Keratoconus, sometimes called conical cornea, is a condition causing poor vision and it affects many young Australians.  This condition varies from extremely mild (with little or no effect on vision) to quite severe with a marked reduction in vision.

In keratoconus, the cornea becomes increasingly thin and uneven over time. So, instead of maintaining an even curve (like the side of an orange), over a period of time it starts to bulge and become uneven (more like the side of a pear).  As the condition progresses, vision deteriorates, sometimes rapidly. However, it does not cause blindness.  Keratoconus usually starts to develop in the teenage years but it is sometimes only picked up when a person has a consultation for laser eye surgery later in life.  The progression of keratoconus usually lasts 10-20 years before stabilising.
How is your Keratoconus treated?

The treatment for keratoconus depends on the severity of the disease.

  • If you have mild keratoconus you may have minor symptoms and there may be no consequence other than being unsuitable for laser eye surgery. Milder forms of keratoconus can commonly be corrected with prescription glasses.

  • As the keratoconus progresses, glasses are unable to correct the increasing distortion in your cornea.  Hard contact lenses are commonly used, although some patients find these lenses difficult to tolerate.
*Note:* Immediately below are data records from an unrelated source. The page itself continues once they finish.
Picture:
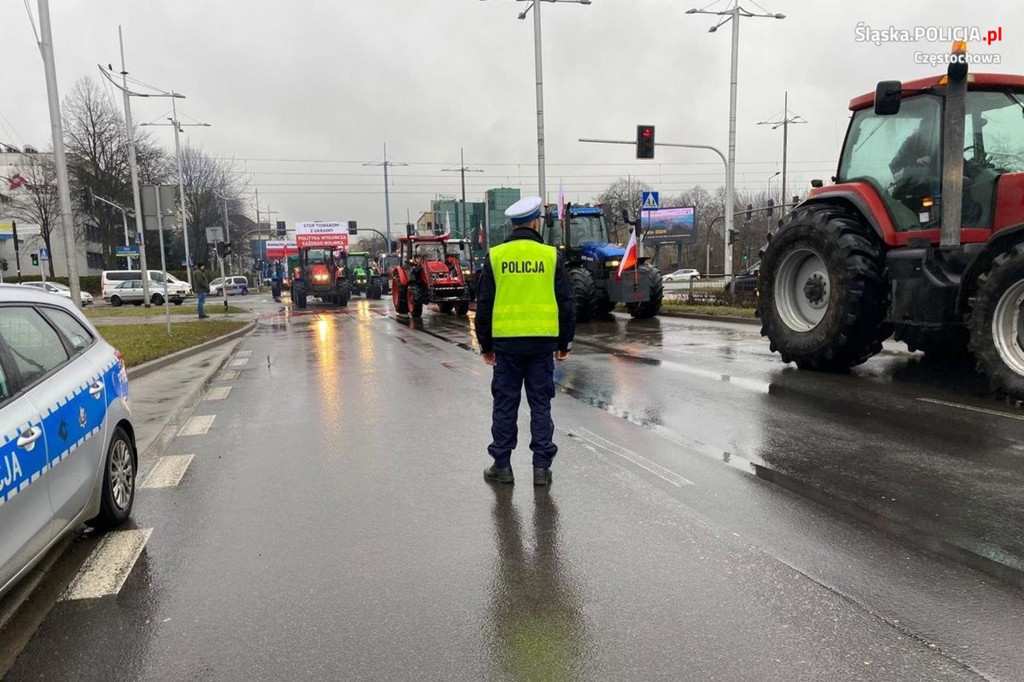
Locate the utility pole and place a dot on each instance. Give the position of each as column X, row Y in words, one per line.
column 56, row 129
column 387, row 197
column 787, row 118
column 732, row 14
column 462, row 170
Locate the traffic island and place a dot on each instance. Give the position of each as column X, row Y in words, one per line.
column 143, row 343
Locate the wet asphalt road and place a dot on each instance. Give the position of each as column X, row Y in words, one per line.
column 333, row 523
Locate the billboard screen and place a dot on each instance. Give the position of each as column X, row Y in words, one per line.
column 671, row 224
column 326, row 233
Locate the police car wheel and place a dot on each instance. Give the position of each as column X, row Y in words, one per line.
column 118, row 494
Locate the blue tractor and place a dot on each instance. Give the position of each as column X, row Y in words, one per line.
column 592, row 261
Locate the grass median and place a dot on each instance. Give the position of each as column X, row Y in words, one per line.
column 141, row 343
column 140, row 311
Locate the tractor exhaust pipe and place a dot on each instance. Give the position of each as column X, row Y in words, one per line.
column 952, row 150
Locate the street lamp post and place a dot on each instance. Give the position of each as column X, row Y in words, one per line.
column 733, row 14
column 539, row 69
column 177, row 125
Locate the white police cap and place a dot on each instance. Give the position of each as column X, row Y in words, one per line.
column 524, row 210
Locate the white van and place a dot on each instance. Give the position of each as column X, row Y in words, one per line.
column 111, row 279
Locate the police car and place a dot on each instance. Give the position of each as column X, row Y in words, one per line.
column 67, row 442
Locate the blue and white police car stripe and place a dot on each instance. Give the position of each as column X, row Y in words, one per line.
column 20, row 468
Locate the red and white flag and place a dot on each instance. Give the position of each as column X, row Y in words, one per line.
column 630, row 258
column 15, row 181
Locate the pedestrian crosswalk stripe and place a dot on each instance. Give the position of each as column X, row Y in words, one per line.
column 198, row 425
column 110, row 564
column 218, row 393
column 168, row 471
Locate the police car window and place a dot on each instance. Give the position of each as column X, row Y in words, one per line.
column 33, row 344
column 74, row 331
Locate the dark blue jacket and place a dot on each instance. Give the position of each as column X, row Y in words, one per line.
column 524, row 345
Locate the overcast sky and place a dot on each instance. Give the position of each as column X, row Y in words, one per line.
column 302, row 92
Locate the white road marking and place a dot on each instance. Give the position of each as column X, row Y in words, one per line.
column 957, row 406
column 639, row 460
column 198, row 425
column 168, row 471
column 218, row 393
column 107, row 569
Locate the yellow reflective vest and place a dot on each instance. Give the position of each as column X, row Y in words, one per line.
column 524, row 290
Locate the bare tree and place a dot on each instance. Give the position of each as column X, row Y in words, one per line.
column 97, row 158
column 38, row 201
column 624, row 194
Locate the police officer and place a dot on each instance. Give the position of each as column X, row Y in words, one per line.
column 525, row 317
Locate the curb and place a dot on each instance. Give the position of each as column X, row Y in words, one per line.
column 160, row 363
column 694, row 315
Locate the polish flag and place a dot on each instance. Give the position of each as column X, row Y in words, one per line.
column 630, row 259
column 15, row 181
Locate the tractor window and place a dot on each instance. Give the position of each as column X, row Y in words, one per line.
column 900, row 156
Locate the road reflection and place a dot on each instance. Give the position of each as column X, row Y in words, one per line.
column 538, row 628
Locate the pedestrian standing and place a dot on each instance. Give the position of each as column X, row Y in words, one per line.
column 525, row 318
column 202, row 285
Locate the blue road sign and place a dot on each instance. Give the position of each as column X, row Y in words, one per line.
column 650, row 201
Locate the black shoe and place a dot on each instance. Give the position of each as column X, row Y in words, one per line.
column 496, row 475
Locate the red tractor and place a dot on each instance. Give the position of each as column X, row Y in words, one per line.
column 922, row 236
column 429, row 272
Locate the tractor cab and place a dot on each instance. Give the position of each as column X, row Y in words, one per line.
column 896, row 147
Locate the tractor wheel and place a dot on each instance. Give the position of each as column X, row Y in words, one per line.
column 398, row 298
column 415, row 307
column 649, row 308
column 823, row 293
column 996, row 324
column 583, row 291
column 946, row 344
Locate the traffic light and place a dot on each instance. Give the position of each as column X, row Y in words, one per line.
column 645, row 141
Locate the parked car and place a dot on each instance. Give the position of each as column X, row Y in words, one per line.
column 111, row 279
column 745, row 281
column 64, row 398
column 684, row 274
column 236, row 285
column 59, row 290
column 130, row 291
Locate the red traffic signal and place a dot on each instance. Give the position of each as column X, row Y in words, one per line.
column 645, row 141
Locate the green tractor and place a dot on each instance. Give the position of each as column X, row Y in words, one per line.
column 363, row 275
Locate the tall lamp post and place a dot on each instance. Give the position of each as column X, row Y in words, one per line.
column 539, row 68
column 178, row 127
column 733, row 14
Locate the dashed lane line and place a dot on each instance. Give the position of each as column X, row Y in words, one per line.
column 168, row 471
column 639, row 460
column 110, row 564
column 957, row 406
column 198, row 425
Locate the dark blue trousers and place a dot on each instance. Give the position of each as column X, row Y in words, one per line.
column 511, row 373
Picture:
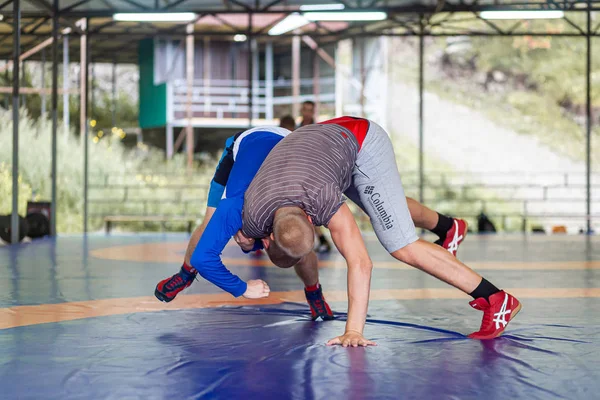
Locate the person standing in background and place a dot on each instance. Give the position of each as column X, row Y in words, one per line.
column 308, row 113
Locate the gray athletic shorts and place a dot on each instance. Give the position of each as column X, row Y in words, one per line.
column 377, row 189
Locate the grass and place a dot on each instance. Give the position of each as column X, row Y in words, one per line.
column 109, row 161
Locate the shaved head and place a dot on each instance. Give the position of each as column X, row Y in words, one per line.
column 293, row 232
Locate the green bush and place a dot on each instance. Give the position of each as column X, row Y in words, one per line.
column 109, row 161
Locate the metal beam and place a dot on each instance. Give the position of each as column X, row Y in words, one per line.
column 296, row 75
column 174, row 4
column 43, row 84
column 137, row 5
column 588, row 123
column 83, row 116
column 421, row 119
column 250, row 39
column 237, row 3
column 53, row 204
column 14, row 222
column 206, row 75
column 269, row 80
column 74, row 6
column 66, row 115
column 7, row 2
column 271, row 4
column 189, row 69
column 113, row 105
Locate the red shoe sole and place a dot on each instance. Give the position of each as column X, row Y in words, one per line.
column 512, row 316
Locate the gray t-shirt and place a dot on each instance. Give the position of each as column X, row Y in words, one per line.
column 310, row 168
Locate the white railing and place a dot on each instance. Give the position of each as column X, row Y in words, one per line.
column 230, row 98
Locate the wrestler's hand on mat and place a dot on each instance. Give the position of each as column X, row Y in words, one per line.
column 256, row 289
column 247, row 244
column 351, row 338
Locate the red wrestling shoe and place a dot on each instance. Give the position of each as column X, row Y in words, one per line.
column 317, row 303
column 497, row 313
column 167, row 289
column 455, row 236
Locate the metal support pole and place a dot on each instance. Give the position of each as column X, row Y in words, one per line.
column 269, row 80
column 421, row 77
column 588, row 123
column 85, row 131
column 250, row 71
column 66, row 115
column 255, row 77
column 92, row 84
column 43, row 84
column 113, row 106
column 22, row 98
column 189, row 143
column 363, row 75
column 54, row 116
column 14, row 221
column 316, row 84
column 83, row 82
column 296, row 76
column 339, row 83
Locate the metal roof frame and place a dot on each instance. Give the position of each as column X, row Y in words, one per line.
column 116, row 41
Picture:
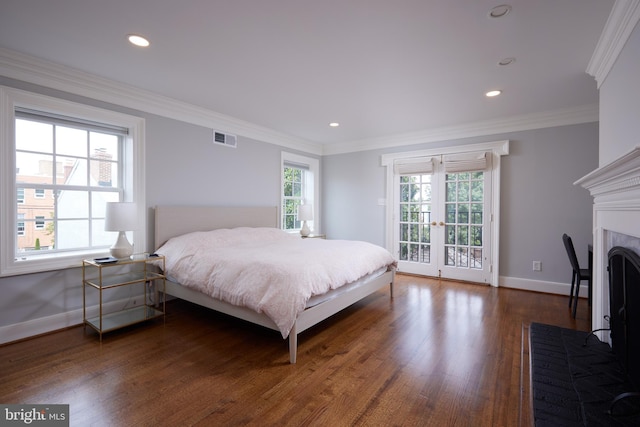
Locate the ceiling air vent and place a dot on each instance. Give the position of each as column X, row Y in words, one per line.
column 225, row 139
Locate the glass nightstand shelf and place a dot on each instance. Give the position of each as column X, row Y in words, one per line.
column 103, row 276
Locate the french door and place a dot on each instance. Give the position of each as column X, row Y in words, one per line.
column 443, row 219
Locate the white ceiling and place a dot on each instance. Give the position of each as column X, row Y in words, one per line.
column 379, row 67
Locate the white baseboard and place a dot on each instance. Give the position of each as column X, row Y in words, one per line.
column 540, row 286
column 42, row 325
column 30, row 328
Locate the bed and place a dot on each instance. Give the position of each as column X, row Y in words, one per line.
column 173, row 222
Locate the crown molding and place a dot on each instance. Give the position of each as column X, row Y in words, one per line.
column 623, row 18
column 568, row 116
column 19, row 66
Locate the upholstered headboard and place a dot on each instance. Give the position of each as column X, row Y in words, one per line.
column 171, row 221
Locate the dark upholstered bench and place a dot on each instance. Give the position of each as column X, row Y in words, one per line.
column 575, row 377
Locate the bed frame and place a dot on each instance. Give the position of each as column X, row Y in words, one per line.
column 171, row 221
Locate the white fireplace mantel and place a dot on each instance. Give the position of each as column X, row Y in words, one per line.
column 616, row 211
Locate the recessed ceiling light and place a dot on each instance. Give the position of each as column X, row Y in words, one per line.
column 500, row 11
column 138, row 40
column 506, row 61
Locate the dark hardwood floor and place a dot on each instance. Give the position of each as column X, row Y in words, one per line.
column 439, row 353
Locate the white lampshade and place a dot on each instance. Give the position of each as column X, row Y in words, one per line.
column 305, row 213
column 121, row 217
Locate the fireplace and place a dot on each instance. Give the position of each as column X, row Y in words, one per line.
column 624, row 294
column 616, row 222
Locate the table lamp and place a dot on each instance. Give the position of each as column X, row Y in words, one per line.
column 305, row 213
column 121, row 217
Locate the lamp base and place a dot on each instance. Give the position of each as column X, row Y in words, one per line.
column 121, row 248
column 305, row 231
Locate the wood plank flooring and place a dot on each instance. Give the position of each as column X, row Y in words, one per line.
column 439, row 353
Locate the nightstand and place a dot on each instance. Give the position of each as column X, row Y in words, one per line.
column 107, row 274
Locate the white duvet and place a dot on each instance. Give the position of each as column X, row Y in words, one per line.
column 267, row 269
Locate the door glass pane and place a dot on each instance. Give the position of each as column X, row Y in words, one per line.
column 415, row 217
column 464, row 219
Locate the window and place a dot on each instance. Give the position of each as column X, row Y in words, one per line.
column 444, row 210
column 299, row 186
column 64, row 161
column 20, row 224
column 39, row 222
  • Mild to moderate keratoconus can be treated by re-shaping the abnormal corneal shape with small, thin crescents of plastic, called corneal rings. Using a special laser, a circular channel is created within the cornea without touching the outside surface. Then, through a tiny incision, the corneal rings are inserted into the cornea. The corneal rings flatten the cornea and return it to a more natural shape. They are designed to stay permanently within the eye.
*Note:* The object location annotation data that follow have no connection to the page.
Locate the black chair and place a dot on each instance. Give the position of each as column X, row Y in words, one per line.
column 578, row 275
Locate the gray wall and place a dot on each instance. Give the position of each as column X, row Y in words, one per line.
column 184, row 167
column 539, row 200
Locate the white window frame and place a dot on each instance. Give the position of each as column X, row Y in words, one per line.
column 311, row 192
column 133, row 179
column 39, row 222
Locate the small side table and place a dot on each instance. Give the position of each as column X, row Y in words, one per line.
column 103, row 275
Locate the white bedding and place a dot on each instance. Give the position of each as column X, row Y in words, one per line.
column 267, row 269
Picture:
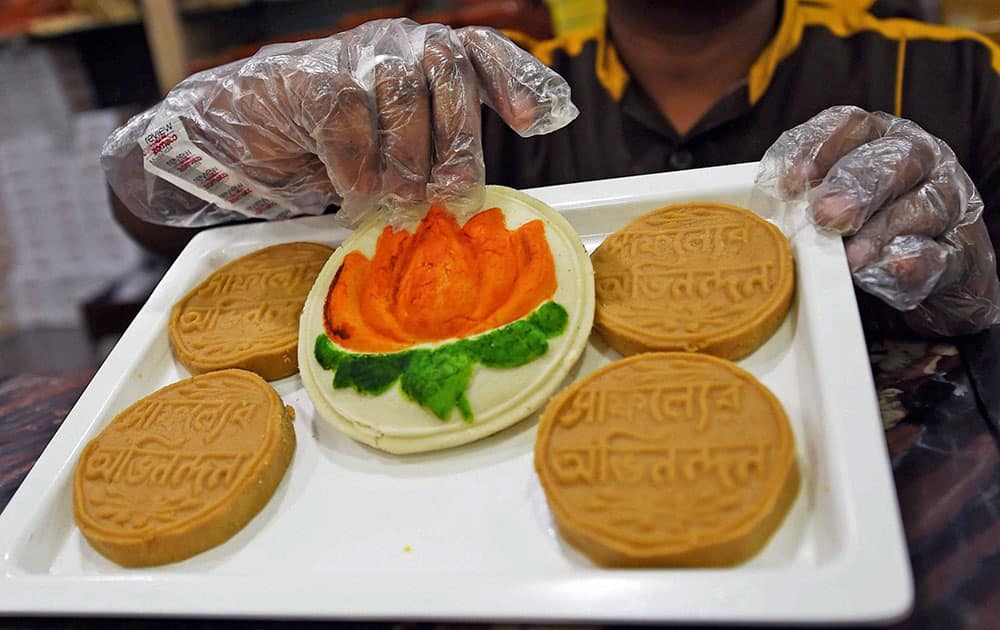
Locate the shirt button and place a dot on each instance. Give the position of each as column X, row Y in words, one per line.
column 681, row 159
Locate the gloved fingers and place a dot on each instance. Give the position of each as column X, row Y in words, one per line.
column 973, row 302
column 404, row 122
column 868, row 177
column 458, row 170
column 802, row 156
column 343, row 129
column 909, row 269
column 930, row 209
column 531, row 98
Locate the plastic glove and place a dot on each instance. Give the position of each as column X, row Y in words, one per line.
column 385, row 115
column 912, row 217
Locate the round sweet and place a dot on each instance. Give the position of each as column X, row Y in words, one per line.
column 695, row 277
column 433, row 336
column 246, row 314
column 667, row 459
column 183, row 469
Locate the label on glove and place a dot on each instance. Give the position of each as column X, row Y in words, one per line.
column 168, row 152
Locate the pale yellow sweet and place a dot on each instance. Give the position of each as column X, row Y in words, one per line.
column 183, row 469
column 246, row 314
column 667, row 459
column 698, row 277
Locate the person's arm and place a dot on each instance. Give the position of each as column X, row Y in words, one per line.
column 384, row 116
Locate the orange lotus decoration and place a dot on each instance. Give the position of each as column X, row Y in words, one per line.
column 444, row 281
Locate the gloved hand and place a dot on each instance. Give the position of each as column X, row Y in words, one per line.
column 912, row 218
column 384, row 115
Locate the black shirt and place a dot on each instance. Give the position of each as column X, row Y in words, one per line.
column 824, row 53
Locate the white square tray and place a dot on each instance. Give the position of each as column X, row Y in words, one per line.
column 466, row 534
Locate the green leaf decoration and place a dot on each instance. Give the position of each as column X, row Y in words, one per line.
column 438, row 379
column 370, row 373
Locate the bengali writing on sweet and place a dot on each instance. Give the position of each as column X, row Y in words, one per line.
column 657, row 282
column 621, row 458
column 222, row 284
column 194, row 418
column 149, row 464
column 712, row 241
column 236, row 314
column 660, row 403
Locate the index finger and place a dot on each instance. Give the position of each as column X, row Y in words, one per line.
column 802, row 156
column 531, row 98
column 875, row 173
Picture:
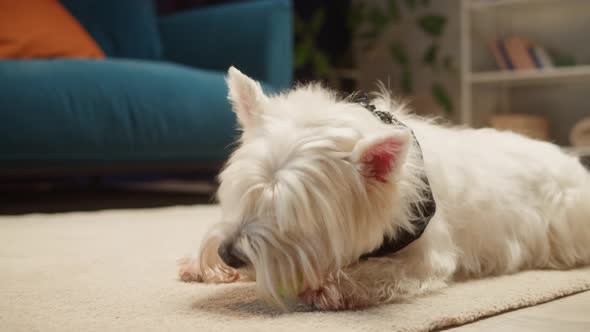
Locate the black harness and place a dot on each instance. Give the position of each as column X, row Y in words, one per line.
column 422, row 211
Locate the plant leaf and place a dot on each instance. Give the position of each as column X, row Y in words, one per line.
column 355, row 17
column 448, row 63
column 411, row 4
column 370, row 34
column 317, row 20
column 441, row 97
column 398, row 54
column 429, row 57
column 432, row 25
column 299, row 26
column 406, row 81
column 393, row 11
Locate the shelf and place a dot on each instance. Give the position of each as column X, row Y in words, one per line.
column 578, row 151
column 491, row 4
column 528, row 77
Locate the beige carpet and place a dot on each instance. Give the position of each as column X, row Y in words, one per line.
column 115, row 270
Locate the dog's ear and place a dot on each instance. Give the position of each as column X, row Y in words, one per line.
column 380, row 156
column 246, row 97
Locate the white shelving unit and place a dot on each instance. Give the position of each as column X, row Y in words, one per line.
column 560, row 94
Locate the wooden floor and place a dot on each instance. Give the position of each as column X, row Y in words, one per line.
column 570, row 314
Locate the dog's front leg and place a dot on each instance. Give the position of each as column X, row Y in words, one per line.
column 377, row 281
column 208, row 267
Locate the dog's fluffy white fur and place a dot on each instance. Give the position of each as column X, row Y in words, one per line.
column 307, row 193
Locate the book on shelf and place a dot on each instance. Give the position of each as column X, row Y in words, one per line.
column 517, row 53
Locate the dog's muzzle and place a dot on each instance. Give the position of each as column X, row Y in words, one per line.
column 229, row 255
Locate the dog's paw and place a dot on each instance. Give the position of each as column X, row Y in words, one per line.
column 190, row 271
column 327, row 298
column 337, row 295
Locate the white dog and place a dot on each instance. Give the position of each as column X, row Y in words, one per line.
column 346, row 203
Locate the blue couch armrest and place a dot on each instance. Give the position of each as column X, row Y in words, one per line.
column 254, row 36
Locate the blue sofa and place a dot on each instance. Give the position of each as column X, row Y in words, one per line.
column 69, row 116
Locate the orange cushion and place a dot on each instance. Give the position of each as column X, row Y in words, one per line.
column 42, row 29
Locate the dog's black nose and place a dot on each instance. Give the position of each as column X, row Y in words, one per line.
column 229, row 256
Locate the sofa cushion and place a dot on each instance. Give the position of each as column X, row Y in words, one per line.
column 63, row 112
column 42, row 29
column 122, row 28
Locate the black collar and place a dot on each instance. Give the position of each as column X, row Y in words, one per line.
column 423, row 210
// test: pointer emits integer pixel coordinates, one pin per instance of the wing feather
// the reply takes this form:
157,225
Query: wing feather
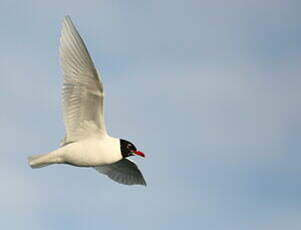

  • The progressive changes in the shape of the cornea which occur in keratoconus can be slowed or stopped by performing collagen cross-linking. This technique uses a combination of specialised eye drops and ultraviolet light to increase the stiffness of the cornea. This treatment has the dual effect of stopping further shape changes and, to a lesser extent, improving vision by stabilising the shape of the cornea. Collagen cross-linking is only available on individual application through the TGA Special Access Scheme.
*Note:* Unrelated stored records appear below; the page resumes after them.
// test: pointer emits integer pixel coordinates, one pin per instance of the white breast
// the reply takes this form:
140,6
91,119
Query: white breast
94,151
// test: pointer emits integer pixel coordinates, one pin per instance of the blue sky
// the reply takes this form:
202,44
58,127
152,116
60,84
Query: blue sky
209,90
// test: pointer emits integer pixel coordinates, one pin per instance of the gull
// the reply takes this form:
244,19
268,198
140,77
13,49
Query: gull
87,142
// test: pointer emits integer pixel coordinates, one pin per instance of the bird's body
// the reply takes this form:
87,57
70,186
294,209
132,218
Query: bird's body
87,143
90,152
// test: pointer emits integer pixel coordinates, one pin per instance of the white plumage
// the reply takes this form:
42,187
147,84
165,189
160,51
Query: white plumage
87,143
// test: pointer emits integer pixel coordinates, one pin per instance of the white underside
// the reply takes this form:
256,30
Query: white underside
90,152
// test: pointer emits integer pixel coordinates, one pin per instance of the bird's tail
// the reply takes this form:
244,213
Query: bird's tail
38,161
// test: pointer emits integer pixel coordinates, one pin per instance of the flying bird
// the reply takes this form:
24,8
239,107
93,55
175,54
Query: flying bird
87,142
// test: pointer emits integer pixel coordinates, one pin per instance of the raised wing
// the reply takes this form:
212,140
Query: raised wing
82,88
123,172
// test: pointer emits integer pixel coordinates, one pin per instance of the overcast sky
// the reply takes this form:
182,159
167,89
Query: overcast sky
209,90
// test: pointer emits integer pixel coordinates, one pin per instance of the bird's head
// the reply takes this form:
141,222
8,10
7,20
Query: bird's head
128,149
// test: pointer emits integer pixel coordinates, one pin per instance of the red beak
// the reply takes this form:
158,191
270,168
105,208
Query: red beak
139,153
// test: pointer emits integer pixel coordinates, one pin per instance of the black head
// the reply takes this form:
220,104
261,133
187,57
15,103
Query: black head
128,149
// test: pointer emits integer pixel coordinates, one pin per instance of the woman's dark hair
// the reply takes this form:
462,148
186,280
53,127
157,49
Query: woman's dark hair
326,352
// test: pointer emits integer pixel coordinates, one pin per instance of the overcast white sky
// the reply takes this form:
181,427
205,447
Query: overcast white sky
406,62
  • In severe cases of keratoconus, where the cornea is very thin and distorted, a corneal transplant is usually performed. This can either be a full thickness corneal transplant, or in younger patients a corneal transplant where the patient’s own corneal inner lining is retained to help prevent rejection of the transplanted cornea. Although corneal transplantation is a very successful procedure, the recovery time may be prolonged (several months to years) and because of rejection issues, a transplant will typically last for only 10-15 years.